Transparency and methodological rigor are necessary features of the protocol and the SAP. The CER protocol must be in place before the study commences. In some situations, e.g., in some regulator-imposed studies, a protocol must be in place before the drug under study enters the market. By definition, such a protocol is not informed by crucial aspects of real-life drug utilization, including whether the drug will be distributed in inpatient or outpatient settings (and therefore measurable in outpatient prescription databases) and how fast drug uptake occurs. Therefore, amendments to the protocol are often necessary as real-life aspects of drug use become apparent. Protocol amendments should be justified, scientifically sound, agreed-upon by all study stakeholders, and meticulously documented [57]. CER protocols and all amendments may need approval by a regulator. The EMA publishes the protocols of imposed post-authorization studies in its ENCePP (European Network of Centres for Pharmacoepidemiology and Pharmacovigilance) register of studies [58]. Researchers should consider registration of any CER study; for example non-ENCePP studies can be registered in the ENCePP registry.

Interacting with the Sponsor

Professional interaction with the sponsor is important in both investigator- and sponsor-initiated studies, depending on contributions agreed on before study initiation. Formal channels of communication (e.g., frequency of investigator meetings, teleconferences, and updates) should be agreed upon in advance. Informal communication with sponsor employees is less regulated. Pharmaceutical companies often have dedicated research, development, and/or safety departments that are separated from the sales department in order to reduce conflicts of interest.

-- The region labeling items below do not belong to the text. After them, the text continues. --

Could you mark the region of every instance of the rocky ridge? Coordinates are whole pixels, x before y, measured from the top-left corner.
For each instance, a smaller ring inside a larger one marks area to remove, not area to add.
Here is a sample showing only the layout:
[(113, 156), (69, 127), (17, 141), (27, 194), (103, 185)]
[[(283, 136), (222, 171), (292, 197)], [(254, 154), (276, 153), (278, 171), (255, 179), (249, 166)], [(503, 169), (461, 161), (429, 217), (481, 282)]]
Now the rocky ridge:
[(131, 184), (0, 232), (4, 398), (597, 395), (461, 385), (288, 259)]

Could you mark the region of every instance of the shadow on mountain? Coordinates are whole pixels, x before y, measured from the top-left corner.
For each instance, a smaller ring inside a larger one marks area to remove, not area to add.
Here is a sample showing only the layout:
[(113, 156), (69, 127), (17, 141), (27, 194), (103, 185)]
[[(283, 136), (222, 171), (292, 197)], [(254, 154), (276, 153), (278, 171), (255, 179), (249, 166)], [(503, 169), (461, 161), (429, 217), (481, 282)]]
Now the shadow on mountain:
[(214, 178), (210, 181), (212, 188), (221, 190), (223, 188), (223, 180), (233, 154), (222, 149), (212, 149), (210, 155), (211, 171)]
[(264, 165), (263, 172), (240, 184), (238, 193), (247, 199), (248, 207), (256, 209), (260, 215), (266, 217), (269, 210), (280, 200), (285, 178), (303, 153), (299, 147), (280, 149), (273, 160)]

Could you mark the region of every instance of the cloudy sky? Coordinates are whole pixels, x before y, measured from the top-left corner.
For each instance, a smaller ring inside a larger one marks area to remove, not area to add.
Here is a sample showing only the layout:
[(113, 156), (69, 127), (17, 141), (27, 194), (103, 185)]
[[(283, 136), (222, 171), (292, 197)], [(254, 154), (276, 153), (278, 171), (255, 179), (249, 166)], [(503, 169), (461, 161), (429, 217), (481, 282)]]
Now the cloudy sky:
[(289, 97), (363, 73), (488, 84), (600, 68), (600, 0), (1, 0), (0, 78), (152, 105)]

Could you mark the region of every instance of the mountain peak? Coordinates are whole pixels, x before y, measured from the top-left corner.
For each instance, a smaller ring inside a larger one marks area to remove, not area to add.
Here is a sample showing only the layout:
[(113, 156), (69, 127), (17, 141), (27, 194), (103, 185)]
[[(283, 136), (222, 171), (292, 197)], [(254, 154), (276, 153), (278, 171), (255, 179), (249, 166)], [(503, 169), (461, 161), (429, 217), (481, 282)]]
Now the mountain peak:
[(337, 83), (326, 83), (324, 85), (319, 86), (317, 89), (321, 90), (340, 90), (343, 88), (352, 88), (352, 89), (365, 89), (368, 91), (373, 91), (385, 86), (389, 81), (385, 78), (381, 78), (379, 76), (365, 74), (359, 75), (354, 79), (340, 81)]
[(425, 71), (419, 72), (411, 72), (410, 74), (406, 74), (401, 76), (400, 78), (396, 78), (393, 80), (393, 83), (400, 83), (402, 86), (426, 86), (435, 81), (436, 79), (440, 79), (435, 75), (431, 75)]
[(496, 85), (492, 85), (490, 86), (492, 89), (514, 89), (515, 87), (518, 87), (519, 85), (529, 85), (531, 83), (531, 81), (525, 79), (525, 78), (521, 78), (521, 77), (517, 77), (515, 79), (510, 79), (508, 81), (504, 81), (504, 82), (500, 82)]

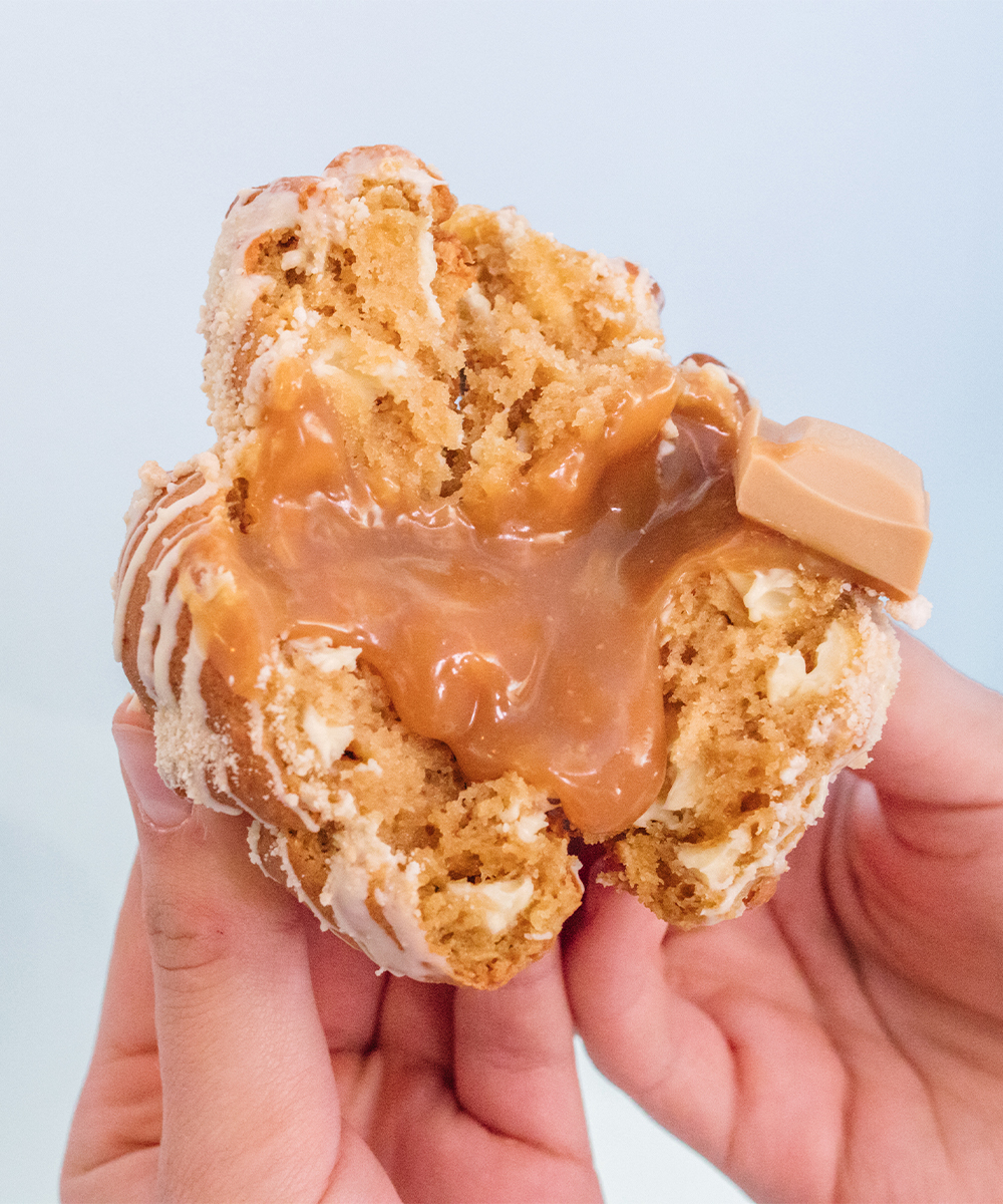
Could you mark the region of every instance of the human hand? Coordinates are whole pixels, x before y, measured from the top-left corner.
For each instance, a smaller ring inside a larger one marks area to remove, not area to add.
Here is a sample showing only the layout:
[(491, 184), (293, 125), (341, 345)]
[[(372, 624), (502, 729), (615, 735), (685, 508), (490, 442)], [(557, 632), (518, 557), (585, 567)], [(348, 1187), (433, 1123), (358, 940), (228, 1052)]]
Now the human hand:
[(901, 643), (768, 904), (667, 931), (591, 884), (566, 943), (595, 1063), (755, 1198), (999, 1199), (1003, 697)]
[(164, 786), (144, 716), (114, 732), (140, 856), (65, 1199), (600, 1199), (556, 951), (491, 992), (377, 978)]

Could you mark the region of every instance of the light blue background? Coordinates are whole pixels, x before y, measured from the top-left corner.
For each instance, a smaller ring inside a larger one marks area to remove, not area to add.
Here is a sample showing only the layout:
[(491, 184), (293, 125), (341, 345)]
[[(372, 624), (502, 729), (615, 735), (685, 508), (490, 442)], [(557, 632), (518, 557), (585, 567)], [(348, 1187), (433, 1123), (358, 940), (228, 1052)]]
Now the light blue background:
[[(661, 282), (669, 350), (857, 426), (933, 497), (925, 638), (1003, 685), (999, 4), (0, 7), (0, 1199), (49, 1200), (134, 849), (107, 579), (206, 448), (235, 191), (399, 142)], [(584, 1070), (610, 1202), (743, 1197)]]

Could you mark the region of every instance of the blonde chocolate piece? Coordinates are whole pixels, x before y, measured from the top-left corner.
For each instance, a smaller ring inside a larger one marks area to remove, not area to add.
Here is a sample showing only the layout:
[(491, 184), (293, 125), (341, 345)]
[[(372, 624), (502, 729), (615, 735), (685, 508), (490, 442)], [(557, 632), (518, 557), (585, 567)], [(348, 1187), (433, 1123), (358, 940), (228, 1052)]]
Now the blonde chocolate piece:
[(885, 443), (821, 418), (786, 426), (754, 406), (734, 461), (739, 514), (913, 598), (930, 550), (919, 467)]
[(242, 193), (210, 277), (217, 442), (144, 468), (116, 584), (164, 780), (393, 974), (512, 978), (573, 837), (680, 925), (768, 897), (896, 643), (739, 514), (744, 388), (647, 273), (370, 147)]

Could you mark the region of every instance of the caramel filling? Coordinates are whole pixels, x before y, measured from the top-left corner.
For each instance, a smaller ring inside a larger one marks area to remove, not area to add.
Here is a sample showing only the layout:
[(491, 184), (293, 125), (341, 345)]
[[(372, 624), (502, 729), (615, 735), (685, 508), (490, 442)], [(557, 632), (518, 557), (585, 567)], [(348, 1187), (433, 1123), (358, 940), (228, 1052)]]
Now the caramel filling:
[(206, 655), (253, 700), (276, 639), (358, 647), (470, 780), (515, 769), (586, 837), (621, 831), (663, 783), (657, 618), (673, 582), (832, 567), (739, 515), (734, 436), (682, 393), (666, 366), (488, 521), (452, 498), (380, 508), (320, 384), (281, 364), (228, 521), (195, 536), (185, 597)]

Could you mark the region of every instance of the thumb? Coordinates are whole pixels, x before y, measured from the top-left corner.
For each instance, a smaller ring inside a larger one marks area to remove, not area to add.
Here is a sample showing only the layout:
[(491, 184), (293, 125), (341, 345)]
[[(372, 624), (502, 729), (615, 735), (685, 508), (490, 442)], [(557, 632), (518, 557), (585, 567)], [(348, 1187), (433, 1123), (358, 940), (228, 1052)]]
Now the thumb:
[(319, 1199), (349, 1162), (385, 1198), (374, 1159), (342, 1141), (301, 909), (252, 866), (244, 818), (193, 808), (164, 785), (144, 716), (123, 706), (112, 730), (153, 963), (159, 1194)]

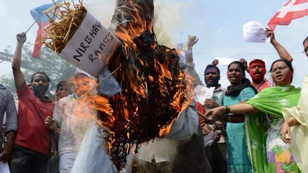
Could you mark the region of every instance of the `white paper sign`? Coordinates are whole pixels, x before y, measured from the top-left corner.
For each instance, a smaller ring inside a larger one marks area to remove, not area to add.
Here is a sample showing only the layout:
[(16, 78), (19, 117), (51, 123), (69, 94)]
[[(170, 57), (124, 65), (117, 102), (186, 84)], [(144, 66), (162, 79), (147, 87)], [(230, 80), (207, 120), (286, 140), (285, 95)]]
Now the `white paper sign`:
[(267, 43), (270, 38), (266, 37), (265, 27), (259, 22), (252, 21), (243, 25), (244, 41), (245, 42)]
[(9, 173), (7, 162), (0, 161), (0, 173)]
[(215, 87), (207, 88), (204, 86), (198, 85), (195, 88), (195, 95), (194, 99), (202, 105), (204, 104), (204, 101), (208, 99), (212, 99)]
[(215, 59), (217, 59), (219, 61), (218, 63), (218, 66), (229, 65), (230, 63), (232, 62), (239, 61), (239, 60), (237, 59), (233, 59), (231, 58), (230, 58), (223, 57), (216, 57), (215, 58)]
[(96, 77), (120, 45), (120, 41), (87, 12), (59, 56)]

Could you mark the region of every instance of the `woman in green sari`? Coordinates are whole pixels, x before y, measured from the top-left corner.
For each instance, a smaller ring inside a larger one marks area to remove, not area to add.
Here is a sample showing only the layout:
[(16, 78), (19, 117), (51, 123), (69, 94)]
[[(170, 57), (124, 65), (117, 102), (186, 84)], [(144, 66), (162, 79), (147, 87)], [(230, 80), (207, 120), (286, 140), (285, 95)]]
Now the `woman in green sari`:
[(209, 119), (231, 121), (225, 114), (245, 114), (245, 132), (248, 157), (254, 173), (301, 173), (288, 143), (280, 133), (285, 121), (282, 109), (298, 105), (301, 89), (291, 85), (292, 64), (278, 60), (270, 71), (277, 87), (263, 89), (245, 104), (220, 107), (207, 112)]

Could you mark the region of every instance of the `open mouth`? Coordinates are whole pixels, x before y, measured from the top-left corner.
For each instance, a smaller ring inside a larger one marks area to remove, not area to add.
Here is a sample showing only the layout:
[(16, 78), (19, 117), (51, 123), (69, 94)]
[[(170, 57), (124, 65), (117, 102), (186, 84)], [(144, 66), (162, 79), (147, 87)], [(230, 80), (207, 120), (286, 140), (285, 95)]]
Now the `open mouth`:
[(208, 83), (212, 83), (212, 82), (213, 82), (213, 81), (214, 81), (213, 79), (208, 79), (208, 80), (207, 80), (207, 81), (208, 82)]
[(281, 74), (277, 74), (276, 75), (276, 79), (280, 79), (282, 77), (283, 77), (283, 75)]

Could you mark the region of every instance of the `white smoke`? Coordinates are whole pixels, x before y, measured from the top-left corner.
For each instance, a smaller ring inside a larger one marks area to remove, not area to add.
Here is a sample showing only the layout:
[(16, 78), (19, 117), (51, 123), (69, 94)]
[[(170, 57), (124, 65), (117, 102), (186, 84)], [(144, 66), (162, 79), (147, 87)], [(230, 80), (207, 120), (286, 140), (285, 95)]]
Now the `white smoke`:
[[(181, 10), (188, 4), (176, 0), (154, 1), (154, 32), (159, 44), (174, 48), (172, 29), (180, 28), (182, 24)], [(115, 0), (83, 0), (87, 10), (109, 28), (115, 8)]]

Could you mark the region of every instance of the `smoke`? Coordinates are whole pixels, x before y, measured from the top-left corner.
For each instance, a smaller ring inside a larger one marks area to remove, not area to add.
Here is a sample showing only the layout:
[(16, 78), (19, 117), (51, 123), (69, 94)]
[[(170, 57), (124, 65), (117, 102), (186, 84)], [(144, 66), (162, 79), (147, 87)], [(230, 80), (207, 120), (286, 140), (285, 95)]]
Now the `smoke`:
[(115, 0), (83, 0), (85, 8), (108, 28), (115, 8)]
[[(180, 28), (181, 10), (191, 4), (188, 1), (154, 0), (154, 32), (159, 44), (175, 47), (172, 30)], [(108, 28), (115, 8), (115, 0), (83, 0), (87, 10)]]
[(172, 29), (181, 27), (181, 9), (187, 4), (187, 1), (179, 0), (154, 1), (154, 32), (159, 44), (169, 48), (176, 47), (172, 38)]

The sponsor may contribute important background knowledge to a CER study, which can be useful in formulating the research question (e.g., nature of potential adverse events from ongoing RCTs). However, during the conduct of the study, communication may be more informative than interactive. While the researcher and the sponsor should share a fundamental interest in improving health for patients, they may have different interests that should be kept in mind during interactions. Respectful communication is required, as research findings should not be influenced by the sponsor. Still, the sponsor may have a particular interest in getting as much information as possible, as research findings may have a major impact on approval, labeling, and sale of the company’s products.

Publication of Results

The publication potential of CER studies is attractive to academia-based researchers and may serve as an important motivator for expert clinicians and methodologists to contribute their efforts. The investigators should be free to publish all results stemming from CER research, and this right should be delineated in the contract. Sponsor employees should co-author the publications, provided they fulfill the authorship criteria [59]. Several scientific publications may stem from a single CER study, with different author constellations. Even if it seems redundant, it is worth circulating the ICMJE (International Committee of Medical Journal Editors) authorship criteria before drafting a manuscript to ensure that all aspiring authors understand and are prepared to fulfill their expected contributions. Results should be transparently reported and judiciously interpreted, including honest discussion of study limitations. Current reporting guidelines [60], especially the STROBE (STrengthening the Reporting of OBservational studies in Epidemiology) statement for observational studies, and the upcoming RECORD (REporting of studies Conducted using Observational Routinely collected Data) guidelines for reporting studies conducted using routinely collected data [61•], will help determine the type of information that needs to be included in the planned report.

Conclusion

In conclusion, methodological rigor, clear rules, transparency in communication, and independence in reporting are the guiding principles of observational CER, with the ultimate goal of improving patient care and public health.